I love this new approach. SimCity has always been something of a sandbox, and while our digital playgrounds have gotten a bit smaller this time around the ability to create specialized cities and tag-team with friends and strangers adds a refreshing new level of complexity to a classic experience. And there’s always the option to keep things private, keeping an entire region to yourself and designing a region as you see fit.

But all of this is only neat if you can actually play the game.  I’ve done my fair share of griping about the woeful state of SimCity’s launch, and while things have admittedly improved over the last week, being able to access the game “pretty often” just isn’t good enough.

Lengthy server queues have kept many players from enjoying the new SimCity, which cannot be played offline.

Progress is saved on EA’s servers, so if your particular server is down you’ll lose access to the cities you’re working on—this includes losing progress if a server goes down in the middle of a game. The lack of save games makes sense from EA’s perspective: city and region progress is tracked on leaderboards, so you wouldn’t want folks cheating their way to the top. But it also means being unable to unleash disasters on your city for the occasional experiment (or giggles) or even sample different road layouts without spending loads of cash, much less unleash a disaster on your city just for the hell of it.

And now we’re back to that multiplayer-first focus, which will be the hardest hurdle for fans of the older games in the series to get over. The relatively small city sizes means you’ll need to design a city that thrives with a particular focus, and then building complementary cities alongside it. If you’re playing by yourself and have settled into a comfortable, profitable rhythm, things will get repetitive—fast. Playing with others naturally throws new wrenches into the works, as you attempt to goad others into accommodating your master plan or deal with mayors who aren’t very organized (like me).

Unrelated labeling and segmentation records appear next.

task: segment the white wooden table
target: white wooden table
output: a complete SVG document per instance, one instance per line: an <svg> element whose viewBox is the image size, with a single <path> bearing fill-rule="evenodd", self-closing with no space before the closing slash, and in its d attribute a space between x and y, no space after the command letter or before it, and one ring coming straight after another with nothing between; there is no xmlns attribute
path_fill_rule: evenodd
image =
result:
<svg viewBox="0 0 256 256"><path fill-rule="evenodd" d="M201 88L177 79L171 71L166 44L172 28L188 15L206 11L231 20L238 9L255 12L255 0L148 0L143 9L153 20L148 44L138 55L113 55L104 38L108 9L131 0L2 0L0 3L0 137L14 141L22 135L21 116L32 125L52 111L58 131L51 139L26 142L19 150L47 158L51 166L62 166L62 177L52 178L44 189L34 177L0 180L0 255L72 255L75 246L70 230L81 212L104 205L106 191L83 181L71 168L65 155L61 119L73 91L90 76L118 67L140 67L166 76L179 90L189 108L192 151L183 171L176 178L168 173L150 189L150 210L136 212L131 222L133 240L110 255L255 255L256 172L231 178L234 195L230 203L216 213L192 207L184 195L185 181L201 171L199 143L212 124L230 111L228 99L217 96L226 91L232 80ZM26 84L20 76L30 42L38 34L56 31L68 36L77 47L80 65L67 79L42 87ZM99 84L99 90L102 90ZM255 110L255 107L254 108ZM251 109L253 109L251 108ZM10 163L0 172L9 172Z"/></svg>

The SimCity experience is also ultimately tied to EA’s whims. I’m not talking about the all-but guaranteed torrent of downloadable content we can expect to arrive in the coming months. No, it's all about the online-only experience: even once the troubled launch is behind us, the future of SimCity lies in however long EA is willing to support it. At some point in the future, SimCity will inevitably be shut down—and your cities and regions will disappear alongside it. While this is simply a fact of life in the brave new world of cloud gaming, SimCity has always been the sort of gift that keeps on giving—there are still legions of fans playing SimCity 3, SimCity 4 and even SimCity 2000.

SimCity has its share of problems, but it still scratches that itch to build bustling and bucolic little cities.

Is SimCity worth your time? It depends. I’m having a blast: the last week has not been without its share of woes, and the focus on playing with others coupled with server issues necessarily limits the thrill of carving a thriving metropolis out of digital soil. But there’s potential for a singular experience here, once you’ve found a solid circle of friends or strangers to work with. But it's out of reach until the server situation is sorted, and after a few necessary bug fixes. And it's gone once EA decides to kill the servers.

Bottom line: EA and Maxis haven’t rested on their laurels here. Their risky experiment in bringing a classic franchise into the future is bold, and fun. But if you can’t stomach the crippled single-player experience, and don’t want to leave so much of your entertainment power in a company’s hands, you’ll want to steer clear—or at least wait until it’s on sale. But don’t let the rough launch turn you off—there’s a lot to love in this game, and it’s worth taking for a spin.